Rusia y el rapto de Europa

Llevaba tiempo queriendo escribir en este cuaderno crónicas deportivas. Va a ser esta la primera. Ahí vamos:

Ayer volví a ver en TDP la final de la Copa de Europa -me resisto a llamarla de otra forma- del año pasado: CSKA vs Olympiacos. La vi tb el año pasado. Una final para ingresar en cualquier tratado de entrenador, de cómo perder lo ganado y de cómo ganar lo perdido. Una final para hacer de ella un libro de consulta para malos momentos o un libro de consulta para cualquier Iglesia que a uno le dé por fundar. La Iglesia de la Fe inquebrantable, por ejemplo. Aparte de esto, la final, el partido, era tan excitante como ver copular a dos carpas en un estanque versallesco: aburrido y absolutamente decadente.
Final del 1er cuarto: 10-7
Final del 2º cuarto: 34-20
Final del partido: 61-62

El CSKA es un coche de esos que uno se cruza en ocasiones por la autovía, lo adelanta a 125 km/h y, mientras pasa a su interminable lado, se pregunta: ¿qué hace este coche en esta carretera y, sobre todo, qué hace a 120 km/h?
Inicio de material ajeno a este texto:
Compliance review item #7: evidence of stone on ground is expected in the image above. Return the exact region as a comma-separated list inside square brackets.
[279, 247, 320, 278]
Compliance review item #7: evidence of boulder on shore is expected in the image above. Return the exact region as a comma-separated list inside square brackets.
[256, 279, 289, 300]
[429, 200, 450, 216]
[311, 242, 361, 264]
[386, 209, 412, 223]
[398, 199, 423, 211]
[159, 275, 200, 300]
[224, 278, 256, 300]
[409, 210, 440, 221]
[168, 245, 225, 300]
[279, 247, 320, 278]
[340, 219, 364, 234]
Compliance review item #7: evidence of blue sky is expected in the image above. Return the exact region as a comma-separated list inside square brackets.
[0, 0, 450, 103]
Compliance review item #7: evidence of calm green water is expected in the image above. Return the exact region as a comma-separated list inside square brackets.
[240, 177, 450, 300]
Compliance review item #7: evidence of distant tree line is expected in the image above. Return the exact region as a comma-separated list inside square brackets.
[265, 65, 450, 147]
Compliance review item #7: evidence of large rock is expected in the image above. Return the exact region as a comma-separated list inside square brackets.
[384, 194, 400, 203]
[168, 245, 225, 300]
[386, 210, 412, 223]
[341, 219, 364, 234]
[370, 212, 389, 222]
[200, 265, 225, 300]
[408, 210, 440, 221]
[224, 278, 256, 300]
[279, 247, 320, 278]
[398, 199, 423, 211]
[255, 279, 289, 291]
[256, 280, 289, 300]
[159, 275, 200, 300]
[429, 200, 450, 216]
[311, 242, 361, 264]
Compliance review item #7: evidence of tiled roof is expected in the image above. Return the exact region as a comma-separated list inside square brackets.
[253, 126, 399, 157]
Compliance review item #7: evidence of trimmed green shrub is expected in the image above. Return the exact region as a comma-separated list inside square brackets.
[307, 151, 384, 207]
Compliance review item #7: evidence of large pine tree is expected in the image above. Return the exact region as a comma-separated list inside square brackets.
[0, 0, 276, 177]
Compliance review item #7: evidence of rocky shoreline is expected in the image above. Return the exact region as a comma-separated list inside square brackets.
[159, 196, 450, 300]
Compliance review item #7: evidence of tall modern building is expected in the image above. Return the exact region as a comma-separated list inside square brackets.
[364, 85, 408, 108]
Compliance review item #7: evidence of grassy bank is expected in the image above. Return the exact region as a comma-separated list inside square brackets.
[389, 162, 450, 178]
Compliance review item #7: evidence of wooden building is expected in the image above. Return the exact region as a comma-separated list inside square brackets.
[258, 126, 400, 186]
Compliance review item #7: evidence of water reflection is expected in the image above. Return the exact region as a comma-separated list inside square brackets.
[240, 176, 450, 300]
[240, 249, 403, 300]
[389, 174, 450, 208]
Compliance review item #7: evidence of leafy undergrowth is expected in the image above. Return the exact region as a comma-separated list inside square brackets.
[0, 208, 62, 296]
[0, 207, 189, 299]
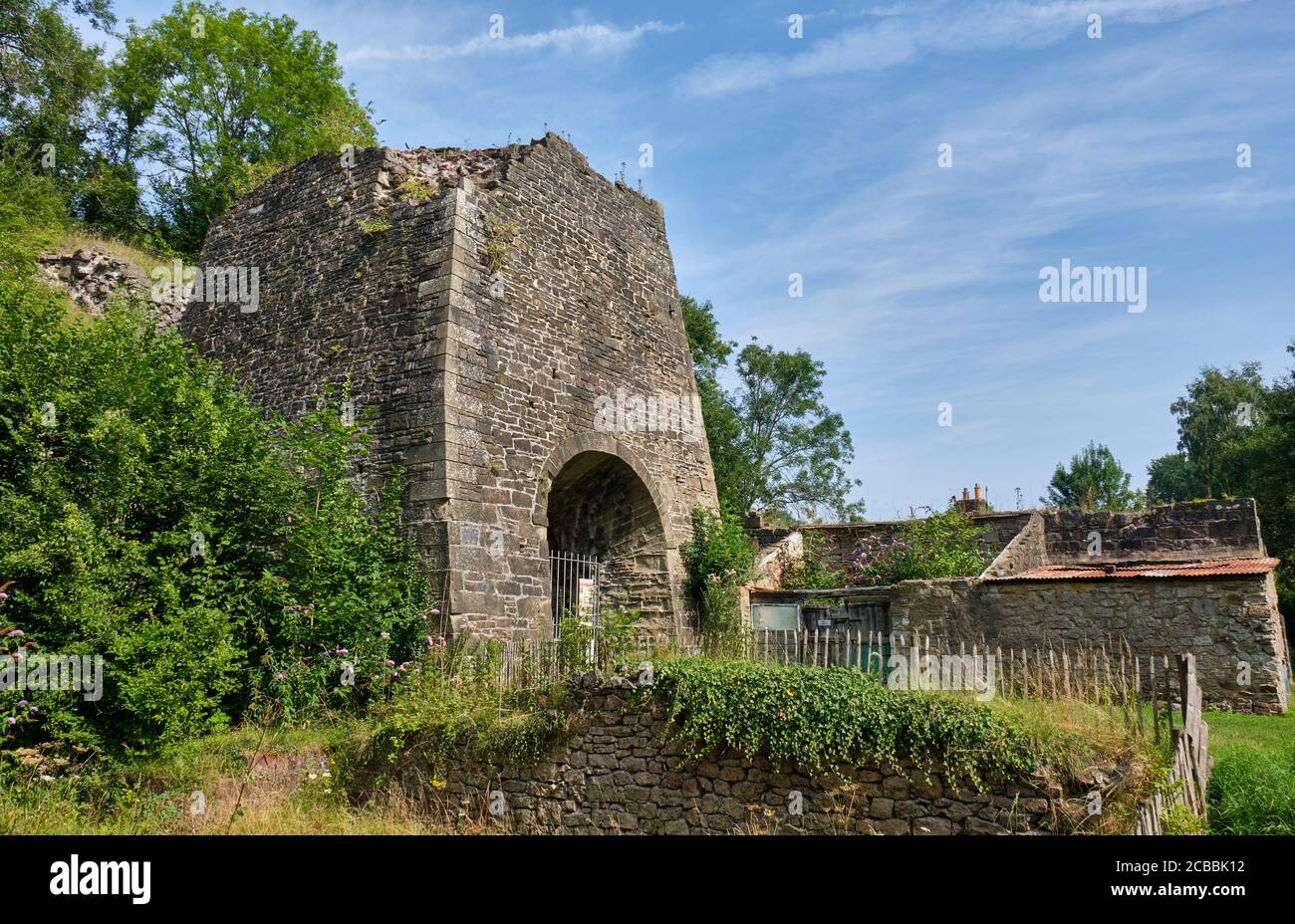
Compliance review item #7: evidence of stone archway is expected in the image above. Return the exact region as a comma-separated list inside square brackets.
[535, 435, 678, 631]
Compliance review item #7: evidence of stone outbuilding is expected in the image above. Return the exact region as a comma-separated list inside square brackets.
[747, 498, 1291, 712]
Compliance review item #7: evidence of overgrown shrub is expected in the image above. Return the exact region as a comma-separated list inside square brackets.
[680, 507, 755, 651]
[557, 609, 643, 675]
[652, 657, 1043, 787]
[782, 506, 991, 588]
[359, 634, 567, 789]
[0, 275, 430, 750]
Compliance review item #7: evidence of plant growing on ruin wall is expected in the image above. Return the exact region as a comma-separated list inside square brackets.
[400, 176, 440, 202]
[680, 507, 755, 653]
[782, 506, 991, 588]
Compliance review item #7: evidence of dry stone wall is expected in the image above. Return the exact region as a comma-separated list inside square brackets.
[36, 247, 184, 329]
[378, 681, 1083, 834]
[1046, 498, 1264, 565]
El CSKA es ese coche y todos los demás equipos de Europa, todos, son utilitarios o, como mucho, algún deportivo de marca alemana y aspecto macarrilla. El CSKA es un Bentley en Europa pero jugó como un Citroën, como un coche que quiere ser de lujo pero parte de una marca que no lo es. Como una impostura. Porque el equipo ruso tiene motor y talento para arramblar al que se le ponga por delante, pero.
Rusia construye su identidad en una dualidad antagónica: de los zares al proletariado sin solución de continuidad. En medio, claro, cae el romanticismo como una losa para quien lo padece: ¿cómo solventar esa dicotomía irresoluble sin la autolesión? Bien, pues el CSKA posee los mimbres de la mejor estirpe zarista: el lujo, el refinamiento, la grandiosidad; y jugó como un ejército de campesinos aboliendo el capital y tratando de instaurar un nuevo régimen basado en el trabajo y la igualdad. Ya sabemos cómo acaba la historia, que el siglo XX pasó para y por algo.
La crónica de Robert Álvarez del año pasado está aquí, por si queréis consultarla. Y el último y taquicárdico cuarto, aquí, en un primoroso, entusiasta e ininteligible griego.

Todo esto viene a cuento de que esta mañana me desayuno leyendo este artículo donde se habla de las semifinales de Conferencia de la NBA. Ojo, de Conferencia. Y los resultados, y las anotaciones, y las prórrogas, y el jugar hacia adelante me sonrojan. Por si caben dudas, aquí tenéis un resumen del partido de los que juegan con el angelito James contra Chicago. El partido comienza con el susodicho angelito recibiendo su merecido premio al mejor de la temporada regular; sigue con él abriéndole una brecha en el labio a un alma de cántaro vestida de rojo que tuvo la ocurrencia de chocarse con -¿contra?- el laureado y acaba con el de rojo y su labio remendado solventado el marcador porque, puntos de sutura a la mar, vamos a lo que vamos: meter más puntos. Y si no que se lo digan a los viejos rokeros, que acabaron ganando tras dos prórrogas.

Lástima que nuestro viejo continente siga apostando a caballo rancio, o sea, perdedor. El año pasado la final la salvó su desenlace de suspense; me pregunto si este año volveremos a Tarkovski, tan influyente y fundacional como aburrido para estas citas. Pocas esperanzas albergo.